Generative AI and Social Engineering Threats
Generative AI has materially expanded the technical capability available to threat actors conducting social engineering attacks, compressing the skill threshold required to produce convincing deceptive content at scale. This page covers the definition and scope of generative AI-enabled social engineering, the mechanisms by which these attacks operate, the primary attack scenarios active across US organizational environments, and the decision boundaries that distinguish AI-assisted from AI-generated threat categories. The intersection of large language models, synthetic media, and classical manipulation tradecraft represents one of the most structurally significant shifts in the applied AI Cyber Listings threat landscape.
Definition and scope
Social engineering in cybersecurity refers to manipulation techniques that exploit human psychology rather than technical vulnerabilities to obtain unauthorized access, credentials, or sensitive information. Generative AI enters this domain as a force multiplier: it does not create new attack categories but removes the effort, language, and personalization barriers that previously constrained attack volume and believability.

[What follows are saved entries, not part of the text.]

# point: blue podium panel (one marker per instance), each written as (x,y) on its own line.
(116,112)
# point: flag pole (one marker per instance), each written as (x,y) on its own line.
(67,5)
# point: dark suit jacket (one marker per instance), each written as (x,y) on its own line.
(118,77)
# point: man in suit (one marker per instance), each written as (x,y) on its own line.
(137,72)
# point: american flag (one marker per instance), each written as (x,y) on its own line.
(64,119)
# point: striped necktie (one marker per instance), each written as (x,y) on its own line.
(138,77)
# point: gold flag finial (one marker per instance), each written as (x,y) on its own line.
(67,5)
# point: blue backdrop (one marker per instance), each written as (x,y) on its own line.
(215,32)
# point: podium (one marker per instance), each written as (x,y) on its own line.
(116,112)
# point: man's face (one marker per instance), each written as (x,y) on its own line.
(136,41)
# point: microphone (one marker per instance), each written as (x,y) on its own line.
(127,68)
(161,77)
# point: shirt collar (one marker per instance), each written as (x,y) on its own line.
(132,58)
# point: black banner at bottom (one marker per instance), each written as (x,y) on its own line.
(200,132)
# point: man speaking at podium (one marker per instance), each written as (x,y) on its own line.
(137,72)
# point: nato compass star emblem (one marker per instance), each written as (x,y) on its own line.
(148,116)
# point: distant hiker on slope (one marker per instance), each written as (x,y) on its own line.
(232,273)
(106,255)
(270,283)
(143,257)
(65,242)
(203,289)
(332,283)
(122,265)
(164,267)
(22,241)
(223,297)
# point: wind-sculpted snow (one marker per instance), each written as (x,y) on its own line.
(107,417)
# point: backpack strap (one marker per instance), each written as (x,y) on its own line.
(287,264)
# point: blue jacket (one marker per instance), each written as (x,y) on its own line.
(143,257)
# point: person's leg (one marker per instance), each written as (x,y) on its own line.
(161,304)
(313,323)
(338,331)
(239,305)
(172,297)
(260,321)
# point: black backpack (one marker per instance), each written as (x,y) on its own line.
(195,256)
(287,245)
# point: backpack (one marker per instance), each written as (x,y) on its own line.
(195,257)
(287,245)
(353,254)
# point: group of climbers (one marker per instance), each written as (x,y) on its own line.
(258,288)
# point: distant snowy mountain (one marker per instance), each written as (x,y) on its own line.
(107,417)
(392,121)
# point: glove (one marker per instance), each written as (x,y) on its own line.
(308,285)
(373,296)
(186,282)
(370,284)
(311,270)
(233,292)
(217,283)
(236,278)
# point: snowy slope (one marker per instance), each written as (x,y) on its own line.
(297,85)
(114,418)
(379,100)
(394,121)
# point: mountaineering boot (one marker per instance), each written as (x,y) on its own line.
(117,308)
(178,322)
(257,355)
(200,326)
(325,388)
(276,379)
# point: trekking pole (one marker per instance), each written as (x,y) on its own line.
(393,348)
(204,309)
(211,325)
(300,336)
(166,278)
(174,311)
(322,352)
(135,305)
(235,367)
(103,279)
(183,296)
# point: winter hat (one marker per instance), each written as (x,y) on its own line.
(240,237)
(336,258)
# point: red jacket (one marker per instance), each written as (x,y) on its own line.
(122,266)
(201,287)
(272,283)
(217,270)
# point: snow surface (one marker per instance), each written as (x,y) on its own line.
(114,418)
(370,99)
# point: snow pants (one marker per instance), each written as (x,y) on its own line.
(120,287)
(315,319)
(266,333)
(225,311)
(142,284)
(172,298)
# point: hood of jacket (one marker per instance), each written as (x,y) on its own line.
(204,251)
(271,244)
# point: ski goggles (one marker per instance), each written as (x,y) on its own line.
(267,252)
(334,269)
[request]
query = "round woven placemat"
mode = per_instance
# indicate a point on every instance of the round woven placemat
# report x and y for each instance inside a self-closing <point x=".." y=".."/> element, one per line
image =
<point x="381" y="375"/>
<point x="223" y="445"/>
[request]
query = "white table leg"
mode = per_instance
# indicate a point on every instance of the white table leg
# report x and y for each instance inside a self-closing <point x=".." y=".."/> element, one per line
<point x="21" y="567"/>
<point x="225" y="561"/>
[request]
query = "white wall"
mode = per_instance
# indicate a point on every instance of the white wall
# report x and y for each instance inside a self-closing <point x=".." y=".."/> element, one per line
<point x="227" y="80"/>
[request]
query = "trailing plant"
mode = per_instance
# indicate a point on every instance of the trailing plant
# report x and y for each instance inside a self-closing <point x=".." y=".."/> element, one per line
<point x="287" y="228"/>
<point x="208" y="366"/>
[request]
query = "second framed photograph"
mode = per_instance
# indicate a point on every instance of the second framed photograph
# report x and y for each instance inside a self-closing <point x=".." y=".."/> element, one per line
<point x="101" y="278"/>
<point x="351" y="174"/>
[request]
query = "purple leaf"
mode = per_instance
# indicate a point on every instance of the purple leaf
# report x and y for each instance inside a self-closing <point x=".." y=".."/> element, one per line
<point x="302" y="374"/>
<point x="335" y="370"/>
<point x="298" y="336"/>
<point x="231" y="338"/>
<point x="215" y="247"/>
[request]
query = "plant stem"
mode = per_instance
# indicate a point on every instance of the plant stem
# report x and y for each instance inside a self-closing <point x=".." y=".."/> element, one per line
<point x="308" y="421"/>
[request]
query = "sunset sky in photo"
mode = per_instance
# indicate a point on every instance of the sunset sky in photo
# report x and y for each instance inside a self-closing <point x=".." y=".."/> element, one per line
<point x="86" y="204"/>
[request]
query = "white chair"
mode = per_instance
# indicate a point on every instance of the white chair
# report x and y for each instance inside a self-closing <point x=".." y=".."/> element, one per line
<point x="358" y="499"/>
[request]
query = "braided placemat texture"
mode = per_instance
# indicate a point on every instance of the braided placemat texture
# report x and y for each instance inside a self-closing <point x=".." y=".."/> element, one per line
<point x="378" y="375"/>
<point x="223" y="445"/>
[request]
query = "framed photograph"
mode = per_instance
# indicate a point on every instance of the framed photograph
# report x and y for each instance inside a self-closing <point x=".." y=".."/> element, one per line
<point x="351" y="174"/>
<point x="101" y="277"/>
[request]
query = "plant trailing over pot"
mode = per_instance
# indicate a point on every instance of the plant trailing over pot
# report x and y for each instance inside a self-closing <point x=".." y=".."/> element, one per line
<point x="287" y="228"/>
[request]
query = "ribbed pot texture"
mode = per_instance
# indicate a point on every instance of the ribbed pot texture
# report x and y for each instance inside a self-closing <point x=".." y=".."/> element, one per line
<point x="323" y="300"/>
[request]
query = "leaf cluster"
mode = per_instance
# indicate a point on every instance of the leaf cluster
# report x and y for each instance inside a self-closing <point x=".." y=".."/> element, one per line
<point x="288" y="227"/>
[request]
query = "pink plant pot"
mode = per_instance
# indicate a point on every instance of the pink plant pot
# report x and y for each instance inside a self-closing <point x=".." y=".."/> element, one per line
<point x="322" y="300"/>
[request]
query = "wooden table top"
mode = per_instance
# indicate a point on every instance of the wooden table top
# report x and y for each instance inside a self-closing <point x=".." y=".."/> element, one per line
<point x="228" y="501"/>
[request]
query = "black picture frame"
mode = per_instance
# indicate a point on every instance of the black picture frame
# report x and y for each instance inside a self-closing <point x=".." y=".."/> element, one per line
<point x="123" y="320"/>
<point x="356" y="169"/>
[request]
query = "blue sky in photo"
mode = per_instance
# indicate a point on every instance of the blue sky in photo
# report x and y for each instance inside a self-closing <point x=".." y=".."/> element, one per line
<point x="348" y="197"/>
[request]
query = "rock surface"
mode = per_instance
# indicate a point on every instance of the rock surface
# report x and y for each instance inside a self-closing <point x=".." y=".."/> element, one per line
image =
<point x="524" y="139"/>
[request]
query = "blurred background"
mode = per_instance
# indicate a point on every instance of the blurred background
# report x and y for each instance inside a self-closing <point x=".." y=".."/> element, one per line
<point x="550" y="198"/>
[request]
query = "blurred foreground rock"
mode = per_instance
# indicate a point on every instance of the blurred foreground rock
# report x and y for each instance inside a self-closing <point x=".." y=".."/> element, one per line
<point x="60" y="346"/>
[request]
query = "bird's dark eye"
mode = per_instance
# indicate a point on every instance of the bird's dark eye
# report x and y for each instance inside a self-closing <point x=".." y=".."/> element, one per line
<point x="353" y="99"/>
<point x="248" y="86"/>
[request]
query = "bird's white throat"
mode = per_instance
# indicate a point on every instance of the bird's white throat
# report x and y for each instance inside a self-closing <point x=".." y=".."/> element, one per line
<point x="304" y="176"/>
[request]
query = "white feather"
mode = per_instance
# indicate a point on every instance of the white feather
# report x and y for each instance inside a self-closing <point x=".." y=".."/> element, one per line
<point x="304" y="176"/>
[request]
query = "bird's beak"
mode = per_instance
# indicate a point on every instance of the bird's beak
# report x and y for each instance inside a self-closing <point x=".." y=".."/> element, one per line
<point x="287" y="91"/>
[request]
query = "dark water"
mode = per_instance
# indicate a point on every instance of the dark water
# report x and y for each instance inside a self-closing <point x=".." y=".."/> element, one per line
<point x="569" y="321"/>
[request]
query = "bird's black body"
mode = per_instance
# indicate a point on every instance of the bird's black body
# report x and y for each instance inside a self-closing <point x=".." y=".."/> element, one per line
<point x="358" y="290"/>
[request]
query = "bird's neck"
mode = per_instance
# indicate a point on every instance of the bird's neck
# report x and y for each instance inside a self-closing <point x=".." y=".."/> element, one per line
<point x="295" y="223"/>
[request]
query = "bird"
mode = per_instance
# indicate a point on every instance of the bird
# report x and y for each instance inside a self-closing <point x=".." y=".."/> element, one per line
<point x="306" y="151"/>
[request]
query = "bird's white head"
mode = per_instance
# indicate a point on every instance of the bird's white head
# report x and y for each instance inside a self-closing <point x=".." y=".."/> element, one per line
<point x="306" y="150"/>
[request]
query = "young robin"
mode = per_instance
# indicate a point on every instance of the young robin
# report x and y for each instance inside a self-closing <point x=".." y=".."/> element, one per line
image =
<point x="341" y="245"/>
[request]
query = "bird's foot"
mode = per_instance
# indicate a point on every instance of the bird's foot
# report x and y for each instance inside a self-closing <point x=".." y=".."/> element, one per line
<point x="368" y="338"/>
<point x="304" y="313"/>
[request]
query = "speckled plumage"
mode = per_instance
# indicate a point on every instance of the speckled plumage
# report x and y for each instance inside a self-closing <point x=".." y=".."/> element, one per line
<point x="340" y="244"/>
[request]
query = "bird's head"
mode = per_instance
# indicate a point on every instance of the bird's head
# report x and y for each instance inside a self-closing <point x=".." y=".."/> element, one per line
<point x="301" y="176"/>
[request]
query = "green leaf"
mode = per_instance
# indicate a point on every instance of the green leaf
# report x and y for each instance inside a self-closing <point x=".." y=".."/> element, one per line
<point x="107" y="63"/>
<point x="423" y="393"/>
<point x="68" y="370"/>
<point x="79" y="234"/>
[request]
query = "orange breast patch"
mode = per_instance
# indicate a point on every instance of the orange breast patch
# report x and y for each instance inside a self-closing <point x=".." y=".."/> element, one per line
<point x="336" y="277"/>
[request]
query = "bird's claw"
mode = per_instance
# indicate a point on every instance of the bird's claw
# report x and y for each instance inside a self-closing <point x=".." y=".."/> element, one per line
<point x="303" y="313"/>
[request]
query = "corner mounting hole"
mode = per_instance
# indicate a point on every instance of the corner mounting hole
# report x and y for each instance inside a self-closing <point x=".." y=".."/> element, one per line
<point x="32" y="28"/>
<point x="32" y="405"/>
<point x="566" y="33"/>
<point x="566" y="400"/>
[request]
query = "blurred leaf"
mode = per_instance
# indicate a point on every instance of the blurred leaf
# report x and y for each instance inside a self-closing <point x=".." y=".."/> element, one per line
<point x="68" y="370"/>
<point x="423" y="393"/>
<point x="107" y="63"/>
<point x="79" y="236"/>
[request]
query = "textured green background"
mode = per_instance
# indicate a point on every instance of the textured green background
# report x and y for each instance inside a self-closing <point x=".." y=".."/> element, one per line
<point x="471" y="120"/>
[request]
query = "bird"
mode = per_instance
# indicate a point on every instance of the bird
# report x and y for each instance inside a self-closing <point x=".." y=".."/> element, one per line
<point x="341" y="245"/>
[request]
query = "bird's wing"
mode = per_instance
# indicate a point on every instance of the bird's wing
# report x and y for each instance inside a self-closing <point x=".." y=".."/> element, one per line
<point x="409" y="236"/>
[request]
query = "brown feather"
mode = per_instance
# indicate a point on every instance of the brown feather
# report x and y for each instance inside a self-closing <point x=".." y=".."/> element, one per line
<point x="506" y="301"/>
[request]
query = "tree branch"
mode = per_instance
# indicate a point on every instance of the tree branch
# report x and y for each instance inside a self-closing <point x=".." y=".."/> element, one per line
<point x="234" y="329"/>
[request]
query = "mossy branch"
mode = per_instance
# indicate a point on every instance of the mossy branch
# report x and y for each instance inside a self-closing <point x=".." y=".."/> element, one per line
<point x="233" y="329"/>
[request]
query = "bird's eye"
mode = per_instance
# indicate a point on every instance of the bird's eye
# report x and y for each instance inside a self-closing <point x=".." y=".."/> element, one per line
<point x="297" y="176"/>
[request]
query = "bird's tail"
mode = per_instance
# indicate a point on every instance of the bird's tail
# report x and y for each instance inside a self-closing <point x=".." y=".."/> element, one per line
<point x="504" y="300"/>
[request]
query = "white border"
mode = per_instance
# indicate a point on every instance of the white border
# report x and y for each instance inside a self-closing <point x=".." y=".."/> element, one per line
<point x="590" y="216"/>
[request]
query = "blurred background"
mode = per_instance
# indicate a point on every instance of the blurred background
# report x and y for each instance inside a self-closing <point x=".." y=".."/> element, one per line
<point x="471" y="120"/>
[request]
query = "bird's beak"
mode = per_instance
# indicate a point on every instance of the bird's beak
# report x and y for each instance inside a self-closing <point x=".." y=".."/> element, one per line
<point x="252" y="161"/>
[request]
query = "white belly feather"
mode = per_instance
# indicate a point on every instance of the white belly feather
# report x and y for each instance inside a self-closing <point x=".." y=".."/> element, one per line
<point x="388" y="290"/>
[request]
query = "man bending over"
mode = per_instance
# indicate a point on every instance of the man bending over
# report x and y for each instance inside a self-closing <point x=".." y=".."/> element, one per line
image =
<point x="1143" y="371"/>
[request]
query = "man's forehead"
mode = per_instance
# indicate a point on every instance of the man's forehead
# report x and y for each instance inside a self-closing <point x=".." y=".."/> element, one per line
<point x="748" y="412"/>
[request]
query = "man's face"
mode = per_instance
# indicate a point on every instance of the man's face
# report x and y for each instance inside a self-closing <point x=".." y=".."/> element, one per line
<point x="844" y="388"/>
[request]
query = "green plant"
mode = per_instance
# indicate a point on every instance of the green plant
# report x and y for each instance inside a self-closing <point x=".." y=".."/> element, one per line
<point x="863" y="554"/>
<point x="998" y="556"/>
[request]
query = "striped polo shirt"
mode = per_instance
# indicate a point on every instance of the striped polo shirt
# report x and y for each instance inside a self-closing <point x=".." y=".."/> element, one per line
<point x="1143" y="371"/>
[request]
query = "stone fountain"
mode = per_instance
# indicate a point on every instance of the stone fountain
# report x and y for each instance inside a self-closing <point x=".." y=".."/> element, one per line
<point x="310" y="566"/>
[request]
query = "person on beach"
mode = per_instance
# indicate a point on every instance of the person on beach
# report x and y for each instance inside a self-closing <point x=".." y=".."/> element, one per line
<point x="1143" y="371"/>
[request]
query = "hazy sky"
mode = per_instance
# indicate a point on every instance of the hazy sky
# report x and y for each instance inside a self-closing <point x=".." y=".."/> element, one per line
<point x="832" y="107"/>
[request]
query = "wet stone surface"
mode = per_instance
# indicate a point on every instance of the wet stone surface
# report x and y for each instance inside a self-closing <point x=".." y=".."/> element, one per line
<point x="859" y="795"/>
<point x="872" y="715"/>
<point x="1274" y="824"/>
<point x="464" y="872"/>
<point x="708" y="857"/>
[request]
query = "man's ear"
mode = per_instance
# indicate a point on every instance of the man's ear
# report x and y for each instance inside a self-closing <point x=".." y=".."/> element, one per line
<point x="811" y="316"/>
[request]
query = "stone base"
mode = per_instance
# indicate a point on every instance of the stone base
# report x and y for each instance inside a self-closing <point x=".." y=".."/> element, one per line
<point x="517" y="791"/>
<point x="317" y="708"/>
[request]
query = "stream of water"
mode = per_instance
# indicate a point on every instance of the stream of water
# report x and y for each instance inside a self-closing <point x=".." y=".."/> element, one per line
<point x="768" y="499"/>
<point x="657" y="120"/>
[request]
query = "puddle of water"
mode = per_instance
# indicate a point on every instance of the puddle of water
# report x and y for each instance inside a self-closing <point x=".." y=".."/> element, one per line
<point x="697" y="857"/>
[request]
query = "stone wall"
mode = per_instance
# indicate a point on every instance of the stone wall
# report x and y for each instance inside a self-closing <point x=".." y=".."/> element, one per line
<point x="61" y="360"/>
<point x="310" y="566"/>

The scope of this threat covers large language model (LLM)-generated phishing and spear-phishing content, voice synthesis-based vishing (voice phishing), deepfake video for impersonation fraud, and automated persona construction for long-duration social manipulation. The Cybersecurity and Infrastructure Security Agency (CISA) has identified AI-enhanced phishing and deepfake-enabled fraud among the priority threat vectors in its 2023–2025 Cybersecurity Strategic Plan, placing these threats within national critical infrastructure risk frameworks.
The National Institute of Standards and Technology (NIST) addresses AI-specific risks in the AI Risk Management Framework (AI RMF 1.0), which classifies adversarial manipulation of AI outputs and AI-assisted deception under the "Trustworthiness" and "Security" risk categories. These classification boundaries provide the regulatory vocabulary used across federal agency assessments of generative AI threats.
How it works
Generative AI-enabled social engineering operates through a pipeline that can be broken into four discrete phases:
-
Reconnaissance and targeting. Open-source intelligence (OSINT) collection identifies targets, organizational hierarchies, communication styles, and relationships. AI tools automate aggregation of publicly available data from LinkedIn, corporate websites, and social platforms to build target profiles at scale.
-
Content generation. LLMs produce phishing emails, SMS lures (smishing), and script-based vishing calls calibrated to the target's professional context, language register, and organizational role. Unlike template-based attacks, LLM-generated content does not replicate detectable boilerplate patterns and passes standard grammar and tone filters.
-
Synthetic media production. Voice cloning models trained on publicly available audio (earnings calls, interviews, public speeches) generate real-time or pre-recorded audio impersonating executives or trusted contacts. Deepfake video synthesis extends this to visual impersonation in video conferencing contexts. The FBI's Internet Crime Complaint Center (IC3) has issued public notices specifically addressing CEO fraud and BEC (Business Email Compromise) augmented by voice synthesis — documented in the IC3 Annual Report, which recorded $2.9 billion in BEC losses in 2023.
-
Delivery and exploitation. Generated content is deployed through standard attack channels — email, SMS, phone, or video — with AI tools also capable of maintaining conversational coherence across multi-turn interactions, extending the window of deception beyond single-message attacks.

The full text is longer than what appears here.